Broeder André wil graag het volgende uitdragen: als Jezus, de enige Zaligmaker en onuitputtelijke bron van alle genaden is en als de Heilige Maagd Maria, die het dichtst bij deze bovennatuurlijke bron staat en deze vloed van genaden over de mensen uitstort en zij zich bovendien zo als Middelares van al deze genaden toont, dan is Sint-Jozef de beschermer van de Kerk en de Beheerder die Gods milde gaven uitdeelt.

Zijn hele leven verricht Broeder André vele wonderen: lichamelijke maar in het bijzonder ook morele genezingen. Graag noemde hij zich ‘Het hondje van Sint-Jozef’.
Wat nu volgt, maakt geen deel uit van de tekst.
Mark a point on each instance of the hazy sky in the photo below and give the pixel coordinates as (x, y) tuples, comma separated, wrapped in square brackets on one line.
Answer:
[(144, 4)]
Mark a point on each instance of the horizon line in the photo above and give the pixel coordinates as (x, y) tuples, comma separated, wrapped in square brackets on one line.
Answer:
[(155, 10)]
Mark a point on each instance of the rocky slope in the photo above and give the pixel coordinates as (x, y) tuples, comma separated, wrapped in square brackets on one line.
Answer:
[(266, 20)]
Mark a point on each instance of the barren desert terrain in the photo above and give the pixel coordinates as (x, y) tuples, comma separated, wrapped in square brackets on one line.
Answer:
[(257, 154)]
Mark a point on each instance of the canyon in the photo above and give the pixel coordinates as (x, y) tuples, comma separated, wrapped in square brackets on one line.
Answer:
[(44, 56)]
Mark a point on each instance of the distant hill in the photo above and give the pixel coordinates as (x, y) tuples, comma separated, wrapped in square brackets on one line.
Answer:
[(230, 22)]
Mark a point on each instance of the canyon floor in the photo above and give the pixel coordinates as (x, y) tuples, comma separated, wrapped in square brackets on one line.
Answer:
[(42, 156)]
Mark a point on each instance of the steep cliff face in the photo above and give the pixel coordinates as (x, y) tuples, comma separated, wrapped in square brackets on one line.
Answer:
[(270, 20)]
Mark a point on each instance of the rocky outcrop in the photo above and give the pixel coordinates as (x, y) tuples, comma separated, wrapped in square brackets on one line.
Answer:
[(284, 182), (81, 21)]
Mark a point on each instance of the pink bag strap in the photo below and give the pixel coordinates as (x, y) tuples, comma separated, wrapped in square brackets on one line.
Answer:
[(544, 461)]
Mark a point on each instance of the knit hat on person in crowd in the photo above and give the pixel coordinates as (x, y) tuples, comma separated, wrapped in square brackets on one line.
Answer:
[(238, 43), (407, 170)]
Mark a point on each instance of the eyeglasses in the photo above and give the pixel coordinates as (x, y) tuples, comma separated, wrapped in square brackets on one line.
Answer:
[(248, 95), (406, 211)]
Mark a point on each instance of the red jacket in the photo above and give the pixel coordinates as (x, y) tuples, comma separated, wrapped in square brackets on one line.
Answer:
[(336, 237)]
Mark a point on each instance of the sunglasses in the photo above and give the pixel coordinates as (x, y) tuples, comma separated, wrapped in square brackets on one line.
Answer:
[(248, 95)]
Uit dankbaarheid en liefde voor de Bruidegom van Onze-Lieve-Vrouw, wenste Broeder André ter ere van Sint-Jozef een oratorium op te richten op de Mont-Royal (Montreal – Canada). Het verliep echter niet zoals hij zich dat had voorgesteld want, om dit te verwezenlijken, moesten er vele moeilijkheden worden overwonnen; maar niets kan onze broeder ontmoedigen. Op 22 juli 1896 wordt er een stuk bouwgrond aangekocht en … de bedevaarten kunnen beginnen.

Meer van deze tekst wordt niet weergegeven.